Cette dynamique éclaire aussi la trajectoire politique récente de l’Ouganda. Lors des élections générales de janvier 2026, le NRM a conservé une forte domination nationale, selon les résultats officiels et les comptes rendus de la presse internationale. Le vote local d’août ne se lit donc pas comme un épisode isolé, mais comme une prolongation de la même mécanique de consolidation.
Ce que cela dit de Kampala, de l’EAC et du futur proche
Pour les habitants, l’enjeu est d’abord pratique. Un conseil de paroisse bien identifié peut accélérer la résolution d’un conflit, relayer une plainte, ou suivre un chantier local. À l’inverse, quand ces structures sont peu connues, elles peuvent fonctionner sans véritable contrôle citoyen. C’est là que se joue une partie de la distance entre l’État et la vie quotidienne. En ville, cette relation passe souvent par les wards ; à la campagne, elle reste plus directement liée aux parcellaires, aux routes secondaires et aux projets publics de proximité.

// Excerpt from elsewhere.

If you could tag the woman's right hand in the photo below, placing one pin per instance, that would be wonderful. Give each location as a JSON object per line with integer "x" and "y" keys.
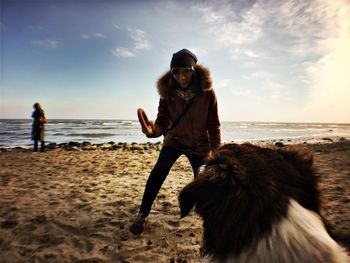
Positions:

Pour le pouvoir central, le test est politique autant qu’administratif. L’Ouganda appartient à la Communauté d’Afrique de l’Est, où plusieurs États misent sur la décentralisation pour rapprocher les services de base des populations. Mais une décentralisation ne vaut que si ses échelons locaux sont crédibles, lisibles et réellement compétitifs. Quand les mêmes réseaux contrôlent successivement les villages, les paroisses puis les échelons supérieurs, la participation reste formelle tandis que la hiérarchie politique se reproduit.
La suite immédiate sera donc moins dans les discours que dans la publication des résultats et dans la capacité de la Commission électorale à limiter les contestations. Après les tensions observées lors du vote des villages fin juillet, l’absence d’incidents majeurs à mi-journée, rapportée par la Commission, a compté comme un signal de calme relatif. Mais le véritable indicateur restera ailleurs : dans le niveau de contestation, dans la composition finale des conseils, et dans la manière dont ces élus de proximité relieront, ou non, la population ougandaise à Kampala.